DSC01125Plus loin nous croisons devant sa maison l’un des bénéficiaires un homme, il ne nous verra pas, il est aveugle, le buffle lui a permis en trayant le lait et en en vendant une partie de générer un revenu inespéré sans ce projet « BUFFALO ». S’il ne nous a pas vu la poignée de main qu’il nous a serrée en montrait beaucoup… Ce projet a été audité par le Rotary International qui contrôle régulièrement les projets réalisés avec les fonds de notre Fondation, évalue si les besoins des populations étaient bien réels et si ces besoins ont bien été satisfait, aujourd’hui il est demandé en plus de justifier de la visibilité de ces actions. La sanction ultime : notre Fondation demande le remboursement des fonds, ce qui n’a bien évidemment pas été le cas ici, à l’auditeur qui lui demandait si le Buffalo lui été utile notre homme a répondu « il m’a permis de donner du lait à ma petite fille de 5 ans tous les jours ».

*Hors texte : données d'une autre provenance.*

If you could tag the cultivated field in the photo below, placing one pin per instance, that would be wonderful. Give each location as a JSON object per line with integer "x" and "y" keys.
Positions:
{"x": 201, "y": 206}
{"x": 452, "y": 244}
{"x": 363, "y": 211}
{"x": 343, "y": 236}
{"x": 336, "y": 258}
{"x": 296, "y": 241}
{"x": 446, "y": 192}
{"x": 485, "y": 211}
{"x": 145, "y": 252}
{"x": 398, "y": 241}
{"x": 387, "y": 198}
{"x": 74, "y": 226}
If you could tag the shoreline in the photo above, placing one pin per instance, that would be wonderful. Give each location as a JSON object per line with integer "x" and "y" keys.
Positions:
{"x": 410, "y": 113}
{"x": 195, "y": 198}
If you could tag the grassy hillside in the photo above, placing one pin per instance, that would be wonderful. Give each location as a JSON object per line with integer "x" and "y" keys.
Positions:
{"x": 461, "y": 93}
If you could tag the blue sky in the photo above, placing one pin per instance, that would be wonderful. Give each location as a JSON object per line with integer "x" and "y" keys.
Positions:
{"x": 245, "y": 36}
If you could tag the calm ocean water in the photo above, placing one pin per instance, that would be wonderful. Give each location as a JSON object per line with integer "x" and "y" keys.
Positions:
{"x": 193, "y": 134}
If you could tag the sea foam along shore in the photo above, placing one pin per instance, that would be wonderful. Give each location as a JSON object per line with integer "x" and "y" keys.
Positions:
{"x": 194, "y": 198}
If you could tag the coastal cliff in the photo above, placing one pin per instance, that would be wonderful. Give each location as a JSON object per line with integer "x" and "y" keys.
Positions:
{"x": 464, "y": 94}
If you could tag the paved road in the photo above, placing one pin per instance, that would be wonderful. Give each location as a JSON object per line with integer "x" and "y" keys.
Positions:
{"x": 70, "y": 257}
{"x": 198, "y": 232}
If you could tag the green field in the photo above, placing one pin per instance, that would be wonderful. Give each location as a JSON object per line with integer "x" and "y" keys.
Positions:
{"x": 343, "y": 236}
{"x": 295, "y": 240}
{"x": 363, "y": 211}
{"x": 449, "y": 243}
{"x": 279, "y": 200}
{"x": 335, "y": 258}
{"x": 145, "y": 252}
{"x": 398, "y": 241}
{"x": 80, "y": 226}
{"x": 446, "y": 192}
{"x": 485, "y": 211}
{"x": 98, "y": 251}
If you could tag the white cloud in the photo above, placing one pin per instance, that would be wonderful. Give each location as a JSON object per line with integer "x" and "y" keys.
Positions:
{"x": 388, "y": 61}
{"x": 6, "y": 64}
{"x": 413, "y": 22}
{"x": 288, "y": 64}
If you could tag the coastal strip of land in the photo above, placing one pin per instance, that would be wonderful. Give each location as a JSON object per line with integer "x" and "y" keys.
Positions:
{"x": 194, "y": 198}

SOIREE avec le RC LAHORE COSMOPOLITAN, un rotarien du Club de LAHORE SHALIMAR, un rotarien du Club de LAHORE Garrison.

DSC01143C’est au siège de LAHORE COSMOPOLITAN que nous sommes reçus, présentations rotariennes et puis cette constante question où l’on sent une réelle inquiétude dans l’attente de la réponse « How did you like your trip ? », je vous passe ma réponse vous la connaissez si vous êtes mes lecteurs depuis le début, puis la discussion évolue vers la géopolitique, on refait le monde en pointant du doigt les problèmes que j’ai déjà évoqué les jours précédents : qui a intérêt à ce que la région reste instable ? Qui a intérêt à ce que le pays reste sous dépendance énergétique d’énergie importée par mer ? Le traité de l’eau et l’arrêt des barrages profite à qui ? Qui veut empêcher ce pays de se développer ? On a du mal à se quitter, mais demain matin, avant le soleil un Boeing m’arrachera du sol de ce pays, je regarde les doigts de BALI, 1 doigt levé on entame la conclusion, 2 doigts levés on conclut, 3 doigts levés on se quitte THIIK KAI, c’est bon, ça va, très souvent employé dans les conversations. Après remise du traditionnel bouquet de fleurs, ils m’on remis un souvenir de Lahore pour me permettre de ne pas oublier cet instant.
DSC01160Bali a encore envie de faire une surprise dont il a le secret, on fait un crochet par le domicile d’un rotarien, il fête son anniversaire demain, on a un peu moins d’une heure d’avance, on lui offre chacun un bouquet de Fleur, on mange un morceau du gâteau d’anniversaire, ils ont l’habitude de fêter leur anniversaire à partir de minuit.